Juvenile Polyposis Increases Colorectal Cancer Risk

Vigilance from a young age is required

TUESDAY, July 10 (HealthDay News) -- Patients with juvenile polyposis are at significantly higher risk of developing colorectal cancer and should be closely monitored from a young age, according to study findings published in the July issue of Gut.

Francis M. Giardiello, M.D., of the Johns Hopkins Hospital in Baltimore, and colleagues analyzed data on incidence of colorectal cancer in patients with juvenile polyposis and among the general population.

For patients with juvenile polyposis, the relative risk of developing colorectal cancer was 34.0 and the cumulative lifetime risk was 38.7 percent. The mean age at diagnosis for colorectal cancer was 43.9 and there was evidence of other gastrointestinal cancers among the subjects in the study. The risk was similar for males and females.

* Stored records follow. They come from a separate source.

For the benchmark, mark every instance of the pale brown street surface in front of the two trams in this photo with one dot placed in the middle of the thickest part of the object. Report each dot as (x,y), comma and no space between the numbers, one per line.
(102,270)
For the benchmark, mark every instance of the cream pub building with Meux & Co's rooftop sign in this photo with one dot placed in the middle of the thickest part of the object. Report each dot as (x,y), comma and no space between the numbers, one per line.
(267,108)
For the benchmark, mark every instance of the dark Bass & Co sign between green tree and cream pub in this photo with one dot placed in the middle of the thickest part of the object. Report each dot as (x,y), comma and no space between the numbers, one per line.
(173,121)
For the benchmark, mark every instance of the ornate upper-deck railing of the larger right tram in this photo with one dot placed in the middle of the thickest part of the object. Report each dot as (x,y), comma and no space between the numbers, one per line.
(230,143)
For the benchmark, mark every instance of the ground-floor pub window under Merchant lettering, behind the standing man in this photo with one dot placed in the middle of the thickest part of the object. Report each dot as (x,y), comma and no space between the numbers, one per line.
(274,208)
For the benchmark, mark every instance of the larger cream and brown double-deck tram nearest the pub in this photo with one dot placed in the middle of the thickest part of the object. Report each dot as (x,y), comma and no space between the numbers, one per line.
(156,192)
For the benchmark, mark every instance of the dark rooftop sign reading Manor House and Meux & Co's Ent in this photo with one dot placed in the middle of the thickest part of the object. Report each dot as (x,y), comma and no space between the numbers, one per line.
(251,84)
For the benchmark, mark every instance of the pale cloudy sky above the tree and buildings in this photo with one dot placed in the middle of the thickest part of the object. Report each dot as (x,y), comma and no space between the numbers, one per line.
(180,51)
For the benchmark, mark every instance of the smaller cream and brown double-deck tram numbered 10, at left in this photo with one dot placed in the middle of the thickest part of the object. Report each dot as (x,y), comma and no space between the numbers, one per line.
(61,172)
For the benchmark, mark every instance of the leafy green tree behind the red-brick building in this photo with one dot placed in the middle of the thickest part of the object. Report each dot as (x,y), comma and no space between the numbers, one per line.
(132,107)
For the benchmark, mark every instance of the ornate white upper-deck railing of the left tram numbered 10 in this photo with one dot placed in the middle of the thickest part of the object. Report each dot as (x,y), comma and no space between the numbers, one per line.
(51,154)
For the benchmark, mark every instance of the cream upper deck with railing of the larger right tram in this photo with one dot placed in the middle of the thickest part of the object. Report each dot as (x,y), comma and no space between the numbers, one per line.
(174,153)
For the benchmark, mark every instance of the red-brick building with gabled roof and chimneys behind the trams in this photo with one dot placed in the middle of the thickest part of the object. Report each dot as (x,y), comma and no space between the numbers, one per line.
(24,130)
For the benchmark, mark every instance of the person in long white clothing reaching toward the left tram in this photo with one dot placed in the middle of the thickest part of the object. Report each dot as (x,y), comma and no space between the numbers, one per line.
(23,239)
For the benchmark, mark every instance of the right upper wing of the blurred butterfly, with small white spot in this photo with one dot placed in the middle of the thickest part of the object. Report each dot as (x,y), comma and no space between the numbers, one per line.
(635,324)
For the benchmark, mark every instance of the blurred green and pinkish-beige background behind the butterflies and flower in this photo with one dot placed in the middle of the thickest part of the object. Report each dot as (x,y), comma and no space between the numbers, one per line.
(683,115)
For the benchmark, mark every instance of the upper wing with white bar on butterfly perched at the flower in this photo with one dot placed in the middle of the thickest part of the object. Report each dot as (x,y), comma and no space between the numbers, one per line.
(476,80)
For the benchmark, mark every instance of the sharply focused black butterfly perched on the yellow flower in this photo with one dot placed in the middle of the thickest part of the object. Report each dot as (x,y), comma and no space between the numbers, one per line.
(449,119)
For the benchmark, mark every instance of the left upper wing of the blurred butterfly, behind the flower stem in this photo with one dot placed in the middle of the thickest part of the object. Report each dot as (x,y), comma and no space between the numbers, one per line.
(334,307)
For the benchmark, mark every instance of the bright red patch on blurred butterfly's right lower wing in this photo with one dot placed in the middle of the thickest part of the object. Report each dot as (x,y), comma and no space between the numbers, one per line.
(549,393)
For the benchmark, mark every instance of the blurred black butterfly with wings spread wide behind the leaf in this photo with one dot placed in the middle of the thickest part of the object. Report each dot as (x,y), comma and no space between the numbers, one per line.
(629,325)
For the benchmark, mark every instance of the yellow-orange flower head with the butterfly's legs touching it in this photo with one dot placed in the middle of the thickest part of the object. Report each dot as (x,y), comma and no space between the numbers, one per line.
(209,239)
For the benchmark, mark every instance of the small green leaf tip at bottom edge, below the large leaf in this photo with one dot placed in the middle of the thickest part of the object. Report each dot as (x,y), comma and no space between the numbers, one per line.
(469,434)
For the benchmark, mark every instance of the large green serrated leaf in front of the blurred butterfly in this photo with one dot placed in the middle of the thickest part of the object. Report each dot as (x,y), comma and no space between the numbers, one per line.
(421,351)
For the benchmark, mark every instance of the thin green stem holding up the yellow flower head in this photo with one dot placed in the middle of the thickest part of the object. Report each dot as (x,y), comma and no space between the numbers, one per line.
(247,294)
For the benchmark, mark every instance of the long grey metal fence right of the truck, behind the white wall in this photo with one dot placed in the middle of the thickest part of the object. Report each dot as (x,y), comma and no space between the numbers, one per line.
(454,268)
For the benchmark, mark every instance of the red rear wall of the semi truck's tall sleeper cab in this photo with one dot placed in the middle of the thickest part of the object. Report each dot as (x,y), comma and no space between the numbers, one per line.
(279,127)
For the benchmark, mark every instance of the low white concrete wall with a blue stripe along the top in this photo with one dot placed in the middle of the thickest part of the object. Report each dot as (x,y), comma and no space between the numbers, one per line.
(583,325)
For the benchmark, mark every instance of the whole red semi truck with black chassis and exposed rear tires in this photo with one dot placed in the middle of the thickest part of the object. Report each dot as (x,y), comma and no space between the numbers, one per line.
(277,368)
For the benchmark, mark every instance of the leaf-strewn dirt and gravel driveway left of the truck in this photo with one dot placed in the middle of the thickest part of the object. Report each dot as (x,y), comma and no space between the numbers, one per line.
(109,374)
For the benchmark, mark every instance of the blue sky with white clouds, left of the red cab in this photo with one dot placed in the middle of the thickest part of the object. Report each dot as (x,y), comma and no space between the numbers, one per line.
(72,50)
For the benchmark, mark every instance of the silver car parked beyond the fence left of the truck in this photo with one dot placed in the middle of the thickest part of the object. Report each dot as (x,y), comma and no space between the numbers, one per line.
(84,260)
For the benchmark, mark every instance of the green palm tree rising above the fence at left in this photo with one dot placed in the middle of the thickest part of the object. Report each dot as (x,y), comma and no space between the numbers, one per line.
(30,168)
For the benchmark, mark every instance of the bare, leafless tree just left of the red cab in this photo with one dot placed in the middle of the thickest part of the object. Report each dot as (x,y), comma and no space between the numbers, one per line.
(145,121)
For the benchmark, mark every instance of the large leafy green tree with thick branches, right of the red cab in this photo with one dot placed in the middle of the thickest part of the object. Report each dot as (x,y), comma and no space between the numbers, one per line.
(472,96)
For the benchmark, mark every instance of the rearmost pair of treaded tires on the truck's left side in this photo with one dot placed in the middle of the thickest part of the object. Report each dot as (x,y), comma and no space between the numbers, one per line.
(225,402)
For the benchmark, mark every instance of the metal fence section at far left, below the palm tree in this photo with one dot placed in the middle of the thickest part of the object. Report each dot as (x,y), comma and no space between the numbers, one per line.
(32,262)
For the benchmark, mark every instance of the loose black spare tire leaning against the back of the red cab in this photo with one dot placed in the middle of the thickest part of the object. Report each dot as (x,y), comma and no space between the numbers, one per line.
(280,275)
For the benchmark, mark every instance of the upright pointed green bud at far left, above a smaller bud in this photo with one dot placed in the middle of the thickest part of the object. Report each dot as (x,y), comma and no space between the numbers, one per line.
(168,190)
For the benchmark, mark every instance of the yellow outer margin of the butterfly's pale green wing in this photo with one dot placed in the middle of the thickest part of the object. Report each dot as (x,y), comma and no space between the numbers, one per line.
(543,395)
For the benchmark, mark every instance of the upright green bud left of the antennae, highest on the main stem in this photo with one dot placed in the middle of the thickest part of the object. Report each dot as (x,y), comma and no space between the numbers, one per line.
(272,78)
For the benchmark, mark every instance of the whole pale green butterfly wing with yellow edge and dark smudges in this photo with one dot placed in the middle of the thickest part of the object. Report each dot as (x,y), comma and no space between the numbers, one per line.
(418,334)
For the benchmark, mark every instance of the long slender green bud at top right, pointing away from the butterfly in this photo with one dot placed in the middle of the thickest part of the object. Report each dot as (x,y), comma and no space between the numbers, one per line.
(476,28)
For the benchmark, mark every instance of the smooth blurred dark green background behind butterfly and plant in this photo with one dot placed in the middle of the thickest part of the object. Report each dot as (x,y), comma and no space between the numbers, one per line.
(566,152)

The findings concur with the current recommendation of screening for juvenile polyposis in individuals at risk from the age of 15 for those with no symptoms and younger for those with symptoms. The authors recommend screening with genetic testing, where possible, or a colonoscopy at least every three years.

"Based on colorectal cancer risk estimates, a low threshold for recommending colectomy, (i.e., when colorectal dysplasia is present or adequate surveillance is not possible) with consideration for removal of the entire colorectum seems warranted," they conclude.